4. The only remaining question is whether relief should be granted against the defendants by way of damages. It was held in Milkman v. Ordway, 106 Mass. 232, that where a plaintiff in good faith brings a suit seeking equitable relief, supposing, and having reason to suppose, himself entitled to such equitable relief, even though at the time when the bill was brought he had no right to relief purely equitable, yet the court will afford relief by awarding compensation ; a fortiori, if the reason for denying the purely equitable relief occurs pending the suit. In the present case, provided in other respects the plaintiffs make out their case, the only reason for not granting an injunction *589is that, pending the suit, the plaintiffs’ lease has expired. The plaintiffs should not for this reason be turned out of court, but the bill should be retained for the assessment of damages. Woodbury v. Marblehead Water Co. 145 Mass. 509. Brande v. Grace, 154 Mass. 210. St. 1887, c. 383.

Case remanded for further proceedings.






Dissenting Opinion

Justices Knowlton and Morton

dissent from that part of the foregoing opinion which holds the defendants legally responsible for the erection of the chimney by Jordan and Jordan, for these reasons.
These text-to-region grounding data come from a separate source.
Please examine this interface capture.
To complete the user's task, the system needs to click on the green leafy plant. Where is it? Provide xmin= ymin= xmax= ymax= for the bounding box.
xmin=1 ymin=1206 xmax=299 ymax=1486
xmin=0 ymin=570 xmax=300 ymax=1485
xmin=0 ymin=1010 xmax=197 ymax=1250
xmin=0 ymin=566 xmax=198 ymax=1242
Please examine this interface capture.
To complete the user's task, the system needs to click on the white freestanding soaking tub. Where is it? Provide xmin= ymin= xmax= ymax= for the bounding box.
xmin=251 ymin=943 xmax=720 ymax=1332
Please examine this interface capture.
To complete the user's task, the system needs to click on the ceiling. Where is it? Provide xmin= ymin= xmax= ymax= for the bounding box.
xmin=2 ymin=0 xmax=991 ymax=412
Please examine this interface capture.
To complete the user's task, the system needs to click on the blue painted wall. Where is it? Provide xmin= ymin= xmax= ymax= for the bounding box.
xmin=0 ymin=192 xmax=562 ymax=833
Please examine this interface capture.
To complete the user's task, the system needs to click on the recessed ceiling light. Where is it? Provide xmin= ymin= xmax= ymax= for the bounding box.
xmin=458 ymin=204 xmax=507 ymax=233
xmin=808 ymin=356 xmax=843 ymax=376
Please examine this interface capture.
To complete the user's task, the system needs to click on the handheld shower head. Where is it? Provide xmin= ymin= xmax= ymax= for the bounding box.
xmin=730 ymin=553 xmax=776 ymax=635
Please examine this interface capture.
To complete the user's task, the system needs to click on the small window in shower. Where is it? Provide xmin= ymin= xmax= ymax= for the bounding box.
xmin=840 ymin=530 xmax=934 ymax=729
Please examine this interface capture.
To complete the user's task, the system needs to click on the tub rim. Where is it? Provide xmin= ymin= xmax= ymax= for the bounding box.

In their view the defendants are not shown to have had to do with the changes near the plaintiffs’ premises, except as appears by their written contracts in regard to the property. They arranged with Bradford and Thomas so as to let Jordan and Jordan into possession much sooner than could have been done without the arrangement. They made a lease to Jordan and Jordan for eight years and, seven months, and in the lease they gave permission to make the changes; but they expressly stated in the lease that “ the lessees take subject to the lease to Case, Dudley, and Battelle,” the plaintiffs. Without such permission Jordan and Jordan would have had no right as against the defendants to make the changes. With it they had and have a right as against the defendants. It cannot fairly be construed as authorizing the Jordans to create a nuisance, or to do anything that would interfere with the plaintiffs’ rights as lessees. It amounted to a declaration on the part of the defendants that they gave no right as against the plaintiffs, and that Jordan and Jordan might make the changes after the expiration of the plaintiffs’ lease, which then had less than eight months to run, but not before, unless they did it with the consent of the plaintiffs, or in such a way as not to affect the plaintiffs’ legal rights.

It seems to the dissenting justices that with this construction full effect is given to the language of the contracts, in accordance with the intention of the parties, and that it is unjust to the defendants to charge them as having authorized the work to be done against the rights of the plaintiffs, and to make them pay damages for which, on the plaintiffs’ theory, they can have no recovery against the real wrongdoers.